Combinatorial and geometric interpretations are intrinsic to the structure of pure $\psi$-class intersection numbers. The matrix–resolvent formalism expresses them via traces of $\mathfrak{sl}_2$-valued series; the enumeration of stable graphs and the action of the Virasoro constraints are naturally encoded in these expressions (Guo et al., 2021).
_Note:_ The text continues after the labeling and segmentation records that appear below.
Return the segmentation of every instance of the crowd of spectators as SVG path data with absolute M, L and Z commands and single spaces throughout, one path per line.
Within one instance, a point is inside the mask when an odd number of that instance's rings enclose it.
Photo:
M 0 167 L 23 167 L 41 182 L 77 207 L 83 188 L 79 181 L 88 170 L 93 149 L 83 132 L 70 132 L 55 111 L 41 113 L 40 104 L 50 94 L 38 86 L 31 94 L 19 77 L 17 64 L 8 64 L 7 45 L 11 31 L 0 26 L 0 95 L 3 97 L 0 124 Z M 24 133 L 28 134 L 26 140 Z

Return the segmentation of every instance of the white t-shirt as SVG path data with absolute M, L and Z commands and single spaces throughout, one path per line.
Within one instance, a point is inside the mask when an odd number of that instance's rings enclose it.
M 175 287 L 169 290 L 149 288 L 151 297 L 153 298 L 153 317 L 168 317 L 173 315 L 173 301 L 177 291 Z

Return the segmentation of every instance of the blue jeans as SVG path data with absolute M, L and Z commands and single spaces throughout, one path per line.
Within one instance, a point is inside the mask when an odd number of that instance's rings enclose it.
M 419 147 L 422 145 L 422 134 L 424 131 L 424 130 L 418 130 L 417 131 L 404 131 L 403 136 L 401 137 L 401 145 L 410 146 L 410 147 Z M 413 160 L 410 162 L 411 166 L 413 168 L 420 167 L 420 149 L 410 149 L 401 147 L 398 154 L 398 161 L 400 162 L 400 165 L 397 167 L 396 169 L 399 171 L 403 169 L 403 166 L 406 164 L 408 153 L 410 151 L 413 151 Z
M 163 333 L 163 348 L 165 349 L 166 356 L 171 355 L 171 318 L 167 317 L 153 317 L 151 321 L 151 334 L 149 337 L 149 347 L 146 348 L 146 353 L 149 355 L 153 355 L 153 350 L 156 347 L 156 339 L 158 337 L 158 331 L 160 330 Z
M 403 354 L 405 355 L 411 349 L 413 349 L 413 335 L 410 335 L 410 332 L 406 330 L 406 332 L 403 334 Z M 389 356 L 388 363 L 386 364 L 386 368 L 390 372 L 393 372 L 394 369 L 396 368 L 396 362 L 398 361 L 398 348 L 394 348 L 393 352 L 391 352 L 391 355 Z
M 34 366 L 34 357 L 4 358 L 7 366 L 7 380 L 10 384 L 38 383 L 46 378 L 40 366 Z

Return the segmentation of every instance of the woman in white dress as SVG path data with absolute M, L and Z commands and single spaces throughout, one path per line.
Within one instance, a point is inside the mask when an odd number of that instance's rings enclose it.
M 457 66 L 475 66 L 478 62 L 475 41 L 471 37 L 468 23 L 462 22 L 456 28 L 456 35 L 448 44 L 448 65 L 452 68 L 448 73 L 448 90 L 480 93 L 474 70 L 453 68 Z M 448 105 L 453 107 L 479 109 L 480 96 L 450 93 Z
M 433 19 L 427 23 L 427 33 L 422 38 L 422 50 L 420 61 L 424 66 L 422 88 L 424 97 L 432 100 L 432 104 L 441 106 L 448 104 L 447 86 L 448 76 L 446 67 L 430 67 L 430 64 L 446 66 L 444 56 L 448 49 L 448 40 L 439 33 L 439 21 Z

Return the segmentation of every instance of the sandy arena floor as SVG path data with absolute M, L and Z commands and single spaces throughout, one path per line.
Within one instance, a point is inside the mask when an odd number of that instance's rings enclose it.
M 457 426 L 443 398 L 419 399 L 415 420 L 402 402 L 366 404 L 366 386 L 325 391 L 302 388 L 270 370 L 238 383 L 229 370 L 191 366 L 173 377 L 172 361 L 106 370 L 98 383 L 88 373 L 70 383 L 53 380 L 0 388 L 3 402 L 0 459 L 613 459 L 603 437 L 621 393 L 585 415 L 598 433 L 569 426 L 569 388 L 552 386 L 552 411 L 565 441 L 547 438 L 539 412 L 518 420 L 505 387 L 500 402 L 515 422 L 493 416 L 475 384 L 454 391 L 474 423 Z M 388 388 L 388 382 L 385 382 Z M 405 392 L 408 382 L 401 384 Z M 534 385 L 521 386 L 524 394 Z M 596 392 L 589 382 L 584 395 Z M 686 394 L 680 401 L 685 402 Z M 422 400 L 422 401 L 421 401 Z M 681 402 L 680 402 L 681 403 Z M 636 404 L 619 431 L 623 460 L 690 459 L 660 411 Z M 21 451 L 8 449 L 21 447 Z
In genus zero and for tropical settings, explicit combinatorial and inclusion–exclusion–type formulas (multinomial or signed multinomial) relate these numbers to the geometry of tropical and weighted Hassett moduli spaces (Hahn et al., 2021, Sharma, 2018).

Furthermore, the intersection numbers are recovered as the symplectic invariants of the Airy spectral curve under Eynard–Orantin topological recursion, placing them at the crossroads of random matrix theory, integrable systems, and mirror symmetry. The Airy specialization of the general spectral curve formula produces precisely the Witten–Kontsevich invariants; the generating series solves the KdV hierarchy and encodes the physically significant tau-function (Eynard, 2011).

7. Applications and Broader Impact

Pure $\psi$-class intersection numbers permeate the study of moduli spaces, appearing in the enumeration of ribbon graphs, computation of Weil–Petersson volumes of moduli spaces, and as coefficients in the expansion of Hodge and tautological integrals. Their large-genus asymptotics directly inform the geometry of random Riemann surfaces and the behavior of geometric invariants in high complexity. These insights underpin connections between algebraic geometry, mathematical physics, and combinatorics, revealing rich universality and structure in moduli space intersection theory (Guo et al., 2021, Delecroix et al., 2020, Eynard, 2011).